Comparing FHA Financing to Conventional Financing for Owner Occupied Homes

It was 1934, the time of the Great Depression. Franklin D. Roosevelt had been elected President 2 years earlier and he started to establish programs to help the economy and unemployment. These were referred collectively as “The New Deal”.

The U.S. Government felt that, as part of “The New Deal”, a federal program was needed to increase new home construction and thereby create jobs. This is how the Federal Housing Administration (FHA) was established. This new program did create quite a few jobs and, consequently, the FHA was off and running.

During the mid 1960s the FHA started to change. They stopped being only an insuring agency for loans and broadened their scope to include the administration of an interest rate subsidy program along with other aid for the home buyer. The Civil Rights Act, also known as The Fair Housing Act of 1968, added to the FHA’s ongoing transformation away from being only a mortgage insurance program. In 1974 the Housing and Community Development Act came into effect.

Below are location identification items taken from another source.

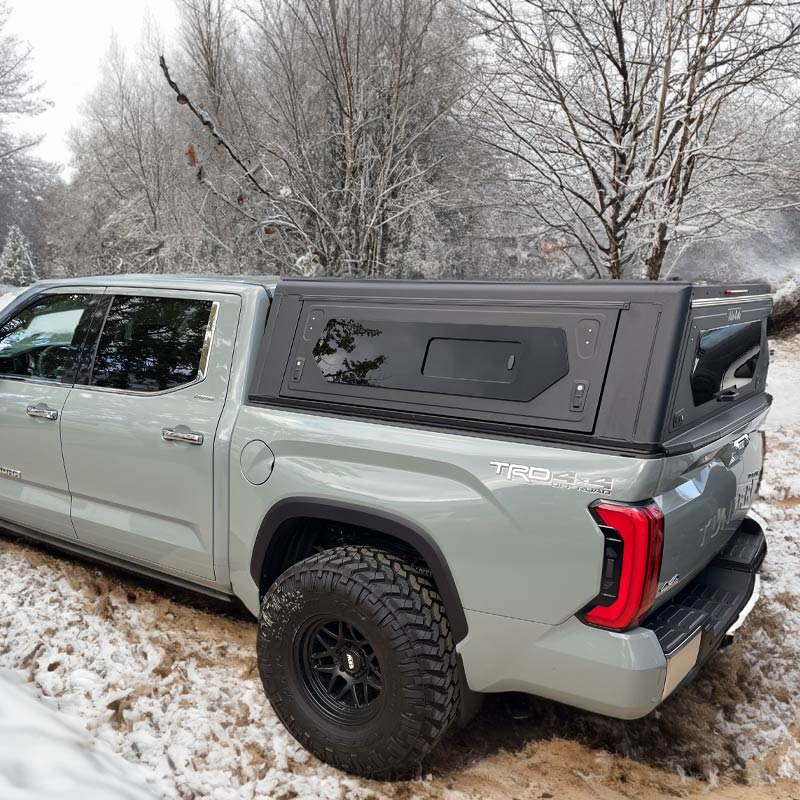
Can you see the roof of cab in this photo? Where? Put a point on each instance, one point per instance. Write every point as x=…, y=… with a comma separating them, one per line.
x=200, y=282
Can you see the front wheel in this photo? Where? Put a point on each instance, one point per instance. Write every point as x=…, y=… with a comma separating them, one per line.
x=358, y=661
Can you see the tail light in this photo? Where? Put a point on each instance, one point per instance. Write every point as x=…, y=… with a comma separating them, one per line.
x=631, y=565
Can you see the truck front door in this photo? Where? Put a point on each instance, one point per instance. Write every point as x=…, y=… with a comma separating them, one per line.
x=40, y=344
x=138, y=429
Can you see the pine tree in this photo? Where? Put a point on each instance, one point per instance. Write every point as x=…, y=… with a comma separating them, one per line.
x=16, y=266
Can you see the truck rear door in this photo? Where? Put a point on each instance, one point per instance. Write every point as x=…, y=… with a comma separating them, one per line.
x=139, y=427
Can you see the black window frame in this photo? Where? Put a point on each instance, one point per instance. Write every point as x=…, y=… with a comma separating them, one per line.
x=88, y=361
x=407, y=340
x=683, y=413
x=288, y=342
x=83, y=332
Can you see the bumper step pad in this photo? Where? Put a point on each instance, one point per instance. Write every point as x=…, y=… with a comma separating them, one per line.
x=712, y=602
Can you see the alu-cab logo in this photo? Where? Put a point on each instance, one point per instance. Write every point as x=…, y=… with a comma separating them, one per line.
x=542, y=476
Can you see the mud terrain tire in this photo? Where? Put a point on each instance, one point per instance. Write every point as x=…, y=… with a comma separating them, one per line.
x=358, y=660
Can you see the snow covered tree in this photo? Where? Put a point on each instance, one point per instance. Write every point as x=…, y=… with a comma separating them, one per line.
x=637, y=123
x=16, y=266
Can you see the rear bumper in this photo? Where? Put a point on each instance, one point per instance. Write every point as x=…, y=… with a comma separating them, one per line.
x=709, y=611
x=624, y=675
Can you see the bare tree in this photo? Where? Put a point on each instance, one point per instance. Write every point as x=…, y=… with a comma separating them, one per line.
x=19, y=94
x=337, y=124
x=621, y=113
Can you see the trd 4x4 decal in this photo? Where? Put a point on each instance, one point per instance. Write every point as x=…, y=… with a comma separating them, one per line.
x=542, y=476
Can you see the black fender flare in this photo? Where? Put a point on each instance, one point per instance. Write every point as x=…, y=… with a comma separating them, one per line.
x=380, y=522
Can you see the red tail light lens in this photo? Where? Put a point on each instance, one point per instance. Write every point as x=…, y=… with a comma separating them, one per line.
x=641, y=531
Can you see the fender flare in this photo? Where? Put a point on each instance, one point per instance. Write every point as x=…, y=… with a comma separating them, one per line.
x=380, y=522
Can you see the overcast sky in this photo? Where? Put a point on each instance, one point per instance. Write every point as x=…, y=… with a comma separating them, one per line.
x=69, y=39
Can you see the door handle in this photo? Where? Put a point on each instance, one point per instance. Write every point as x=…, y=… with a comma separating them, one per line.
x=169, y=435
x=42, y=413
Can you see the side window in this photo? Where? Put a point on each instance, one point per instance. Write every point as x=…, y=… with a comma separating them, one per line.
x=497, y=362
x=43, y=341
x=151, y=344
x=726, y=359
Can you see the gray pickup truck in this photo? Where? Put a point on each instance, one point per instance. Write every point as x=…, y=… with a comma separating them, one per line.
x=424, y=491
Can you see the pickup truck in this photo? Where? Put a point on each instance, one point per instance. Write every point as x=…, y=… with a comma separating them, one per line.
x=423, y=491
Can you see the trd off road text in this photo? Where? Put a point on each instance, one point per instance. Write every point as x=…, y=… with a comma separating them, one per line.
x=424, y=491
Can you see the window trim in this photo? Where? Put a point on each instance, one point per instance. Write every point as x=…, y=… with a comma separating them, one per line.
x=696, y=357
x=202, y=372
x=89, y=292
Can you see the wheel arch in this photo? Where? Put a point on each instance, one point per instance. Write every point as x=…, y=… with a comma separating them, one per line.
x=269, y=544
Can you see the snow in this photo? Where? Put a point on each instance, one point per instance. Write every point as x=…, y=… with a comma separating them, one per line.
x=46, y=754
x=6, y=297
x=162, y=692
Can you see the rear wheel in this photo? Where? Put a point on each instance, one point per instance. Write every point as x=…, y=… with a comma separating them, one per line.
x=358, y=661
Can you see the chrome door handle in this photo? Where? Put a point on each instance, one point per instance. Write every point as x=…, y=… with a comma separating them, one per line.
x=169, y=435
x=42, y=413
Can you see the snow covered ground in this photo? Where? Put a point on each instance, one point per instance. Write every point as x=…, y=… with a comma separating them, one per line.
x=45, y=754
x=170, y=684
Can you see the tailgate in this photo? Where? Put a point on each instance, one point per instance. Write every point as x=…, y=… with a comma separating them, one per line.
x=714, y=458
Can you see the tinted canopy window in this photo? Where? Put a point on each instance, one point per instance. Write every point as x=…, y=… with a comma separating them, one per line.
x=43, y=340
x=151, y=344
x=726, y=360
x=500, y=362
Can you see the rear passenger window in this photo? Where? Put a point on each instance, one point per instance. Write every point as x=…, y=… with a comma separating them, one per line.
x=517, y=364
x=152, y=344
x=726, y=360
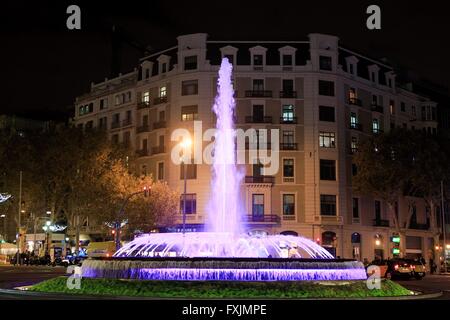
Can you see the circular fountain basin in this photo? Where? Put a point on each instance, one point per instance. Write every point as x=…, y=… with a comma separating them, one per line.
x=223, y=269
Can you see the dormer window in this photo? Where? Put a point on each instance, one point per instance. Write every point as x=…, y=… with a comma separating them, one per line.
x=325, y=63
x=352, y=63
x=258, y=60
x=373, y=73
x=287, y=60
x=190, y=63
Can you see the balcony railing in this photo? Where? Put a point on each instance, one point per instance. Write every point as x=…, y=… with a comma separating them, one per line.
x=355, y=101
x=259, y=179
x=356, y=126
x=288, y=120
x=419, y=226
x=255, y=119
x=126, y=122
x=258, y=94
x=377, y=131
x=288, y=146
x=160, y=100
x=144, y=128
x=380, y=223
x=115, y=125
x=377, y=108
x=159, y=125
x=288, y=94
x=143, y=104
x=158, y=149
x=268, y=218
x=142, y=152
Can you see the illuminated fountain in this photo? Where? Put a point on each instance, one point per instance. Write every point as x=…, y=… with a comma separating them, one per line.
x=225, y=251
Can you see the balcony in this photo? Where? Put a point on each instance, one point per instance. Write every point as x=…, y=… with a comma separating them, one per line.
x=288, y=120
x=144, y=128
x=115, y=125
x=376, y=108
x=267, y=218
x=160, y=100
x=258, y=94
x=126, y=122
x=260, y=179
x=355, y=101
x=288, y=94
x=159, y=125
x=419, y=226
x=143, y=105
x=356, y=126
x=142, y=153
x=288, y=146
x=256, y=119
x=380, y=223
x=377, y=131
x=158, y=150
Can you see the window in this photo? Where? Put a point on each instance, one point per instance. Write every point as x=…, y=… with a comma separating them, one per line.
x=189, y=87
x=392, y=106
x=354, y=169
x=126, y=138
x=288, y=113
x=326, y=88
x=103, y=103
x=327, y=169
x=191, y=171
x=257, y=59
x=258, y=85
x=288, y=204
x=258, y=205
x=146, y=97
x=353, y=120
x=355, y=206
x=354, y=144
x=160, y=170
x=327, y=205
x=326, y=113
x=190, y=63
x=288, y=168
x=402, y=107
x=163, y=91
x=325, y=63
x=230, y=58
x=115, y=138
x=189, y=113
x=326, y=139
x=376, y=126
x=190, y=201
x=288, y=86
x=377, y=208
x=287, y=60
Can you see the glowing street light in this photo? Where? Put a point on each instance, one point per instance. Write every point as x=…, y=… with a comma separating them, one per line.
x=185, y=144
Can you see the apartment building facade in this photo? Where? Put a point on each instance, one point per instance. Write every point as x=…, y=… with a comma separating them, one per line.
x=323, y=99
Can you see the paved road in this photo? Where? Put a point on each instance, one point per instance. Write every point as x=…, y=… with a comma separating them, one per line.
x=11, y=277
x=430, y=283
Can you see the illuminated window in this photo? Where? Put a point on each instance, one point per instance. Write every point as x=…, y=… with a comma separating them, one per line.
x=327, y=139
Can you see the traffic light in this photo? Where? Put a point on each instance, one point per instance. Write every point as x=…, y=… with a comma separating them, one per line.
x=396, y=242
x=146, y=191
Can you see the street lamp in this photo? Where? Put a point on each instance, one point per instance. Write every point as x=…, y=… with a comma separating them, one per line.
x=185, y=144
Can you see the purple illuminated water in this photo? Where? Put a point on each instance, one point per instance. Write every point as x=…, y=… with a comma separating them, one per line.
x=224, y=211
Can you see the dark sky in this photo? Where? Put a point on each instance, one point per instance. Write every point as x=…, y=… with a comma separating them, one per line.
x=44, y=66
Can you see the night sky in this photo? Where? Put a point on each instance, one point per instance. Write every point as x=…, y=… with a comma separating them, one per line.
x=44, y=66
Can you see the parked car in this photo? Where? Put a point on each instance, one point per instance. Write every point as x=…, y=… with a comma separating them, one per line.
x=395, y=268
x=418, y=269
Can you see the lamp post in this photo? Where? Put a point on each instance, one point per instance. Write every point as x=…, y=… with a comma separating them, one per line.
x=185, y=144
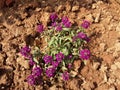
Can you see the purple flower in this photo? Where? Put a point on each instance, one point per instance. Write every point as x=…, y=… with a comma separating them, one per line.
x=85, y=54
x=48, y=59
x=31, y=62
x=31, y=80
x=68, y=24
x=36, y=72
x=55, y=64
x=87, y=39
x=85, y=24
x=74, y=38
x=69, y=65
x=59, y=57
x=65, y=76
x=54, y=24
x=25, y=51
x=83, y=36
x=53, y=17
x=59, y=27
x=65, y=20
x=40, y=28
x=50, y=72
x=70, y=56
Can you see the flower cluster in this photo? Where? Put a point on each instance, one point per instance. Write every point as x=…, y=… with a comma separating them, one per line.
x=64, y=45
x=25, y=51
x=35, y=76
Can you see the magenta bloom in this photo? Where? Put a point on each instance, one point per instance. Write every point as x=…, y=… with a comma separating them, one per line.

This act significantly changed the Government’s role in many aspects of housing and community development. It also made significant changes to the magnitude of the FHA’s activities. Changes to this act, going forward from 1974, brought the FHA to the point where it is today. For the purposes of this article I will only be addressing the advantages of an FHA insured loan when compared to a conventional loan. The criteria for this loan example will be a single family home being owner occupied. It should be remembered that the FHA doesn’t make loans or build houses. It only insures loans offered by private lenders.